Pour séparer le mythe des faits, il faut revenir au 5 janvier 1967. Ce jour-là, entre des travaux sur « Penny Lane », les quatre Beatles enregistrent à Abbey Road une pièce improvisée d’environ 14 minutes destinée non pas à un disque, mais à un événement multimédia : le Million Volt Light and Sound Rave, organisé au Roundhouse (Londres) par le collectif de designers Binder, Edwards & Vaughan. Conçue et menée par Paul McCartney, la bande est un collage avant-gardiste de percussions, orgue, guitare, effets, cris et fragments verbaux, sans mélodie ni structure au sens pop. La pièce est jouée à l’événement, puis remisée. Elle ne circule pas en bootleg fiable ; son statut d’« inédite » tient autant à sa destination originelle (un happening) qu’au jugement esthétique porté à l’époque.
Les descriptions les plus précises viennent de Mark Lewisohn et Barry Miles, témoins et historiographes : on y entendrait des échos profonds, des « Are you all right ? » et « Barcelona ! » lancés par John et Paul, des coups de tambour, des clusters d’orgue, des feedbacks et même du gargouillis d’eau, avant que McCartney ne conclue : « Can we hear it back now ? ». Lewisohn compare l’objet à une étude de couches sonores plus qu’à une chanson, tandis que Miles rapproche la pièce de « The Return of the Son of Monster Magnet », final du Freak Out! de Frank Zappa & The Mothers of Invention — mais en version plus abstraite encore.
Le veto de 1996 : un fait, pas un dogme
Lors de la préparation d’Anthology 2 en 1995-96, Paul McCartney propose d’inclure « Carnival of Light ». L’idée est rejetée. McCartney dira plus tard que George Harrison a veto la parution — « il n’aimait pas l’avant-garde », selon la célèbre pique « avant-garde a clue ». D’autres témoignages évoquent aussi des réserves de Ringo Starr et de Yoko Ono, dans un contexte où George Martin juge le morceau trop expérimental pour représenter « le son Beatles » au sein d’une anthologie destinée au grand public. Ce point est essentiel : le non en 1996 n’implique pas un embargo éternel, seulement un arbitrage à un instant T, pour une collection au récit soigneusement curaté.
En 2008, McCartney explique publiquement qu’il souhaite la sortie du titre et qu’il lui faudrait, pour cela, la bénédiction de Ringo Starr, de Yoko Ono (aujourd’hui représentée par Sean Ono Lennon) et d’Olivia Harrison. Là encore, l’accent est mis sur la procédure collective plus que sur le « désir de Paul » seul.

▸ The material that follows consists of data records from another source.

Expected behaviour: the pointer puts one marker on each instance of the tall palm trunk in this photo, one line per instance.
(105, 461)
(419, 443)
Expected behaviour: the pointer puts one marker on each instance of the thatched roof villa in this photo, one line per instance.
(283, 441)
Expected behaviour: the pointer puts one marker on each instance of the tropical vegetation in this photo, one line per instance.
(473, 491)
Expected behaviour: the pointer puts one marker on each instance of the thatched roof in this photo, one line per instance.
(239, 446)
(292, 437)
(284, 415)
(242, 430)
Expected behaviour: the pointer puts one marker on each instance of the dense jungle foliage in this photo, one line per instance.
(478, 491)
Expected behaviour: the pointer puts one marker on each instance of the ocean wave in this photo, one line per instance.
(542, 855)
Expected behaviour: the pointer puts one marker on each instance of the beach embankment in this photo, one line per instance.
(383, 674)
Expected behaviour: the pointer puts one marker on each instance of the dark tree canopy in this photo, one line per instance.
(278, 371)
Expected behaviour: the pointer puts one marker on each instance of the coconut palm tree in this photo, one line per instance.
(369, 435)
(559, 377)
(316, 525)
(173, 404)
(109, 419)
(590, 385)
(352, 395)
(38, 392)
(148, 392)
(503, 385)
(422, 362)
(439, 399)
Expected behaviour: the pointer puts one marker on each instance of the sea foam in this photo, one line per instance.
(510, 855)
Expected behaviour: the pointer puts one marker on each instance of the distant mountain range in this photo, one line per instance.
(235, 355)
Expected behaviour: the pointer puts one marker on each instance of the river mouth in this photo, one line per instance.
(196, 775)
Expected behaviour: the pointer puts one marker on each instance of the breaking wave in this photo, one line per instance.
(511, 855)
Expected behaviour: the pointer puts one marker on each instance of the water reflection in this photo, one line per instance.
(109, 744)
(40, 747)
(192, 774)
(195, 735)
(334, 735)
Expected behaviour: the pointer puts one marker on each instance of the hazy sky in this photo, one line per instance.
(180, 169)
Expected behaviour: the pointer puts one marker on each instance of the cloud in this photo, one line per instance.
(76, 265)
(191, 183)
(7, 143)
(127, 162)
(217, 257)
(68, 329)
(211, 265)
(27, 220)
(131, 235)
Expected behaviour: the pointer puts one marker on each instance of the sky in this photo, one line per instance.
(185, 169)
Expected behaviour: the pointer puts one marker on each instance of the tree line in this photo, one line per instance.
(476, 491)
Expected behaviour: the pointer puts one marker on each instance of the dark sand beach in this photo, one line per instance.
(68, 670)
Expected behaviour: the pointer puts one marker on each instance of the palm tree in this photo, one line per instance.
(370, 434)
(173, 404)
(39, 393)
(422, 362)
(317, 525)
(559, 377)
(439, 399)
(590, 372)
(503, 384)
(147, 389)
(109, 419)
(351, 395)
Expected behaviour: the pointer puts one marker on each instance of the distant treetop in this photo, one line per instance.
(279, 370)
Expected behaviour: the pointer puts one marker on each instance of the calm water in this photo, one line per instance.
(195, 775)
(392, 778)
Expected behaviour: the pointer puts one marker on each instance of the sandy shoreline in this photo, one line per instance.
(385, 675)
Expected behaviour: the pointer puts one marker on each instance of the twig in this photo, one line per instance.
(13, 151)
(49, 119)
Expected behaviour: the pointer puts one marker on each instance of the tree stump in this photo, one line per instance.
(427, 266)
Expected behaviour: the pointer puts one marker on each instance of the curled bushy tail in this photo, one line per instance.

« Honorer George » ? Un récit fragilisé par « Let It Be » et « Now and Then »
Deux décisions récentes rendent fragile l’argument consistant à dire « on ne publie pas Carnival pour honorer George ». D’abord, « Let It Be » : le film de Michael Lindsay-Hogg (1970), longtemps indisponible, a été restauré et mis en ligne sur Disney+ le 8 mai 2024. Pendant des décennies, la légende voulait que la réticence des Beatles — George inclus — bloque sa ressortie. Finalement, les ayants droit ont jugé que, replacé dans le contexte apporté par Get Back (2021), le film pouvait revivre sans nuire à la mémoire du groupe. Cela montre qu’une position passée n’interdit pas, a posteriori, un autre choix éditorial si le cadre a changé.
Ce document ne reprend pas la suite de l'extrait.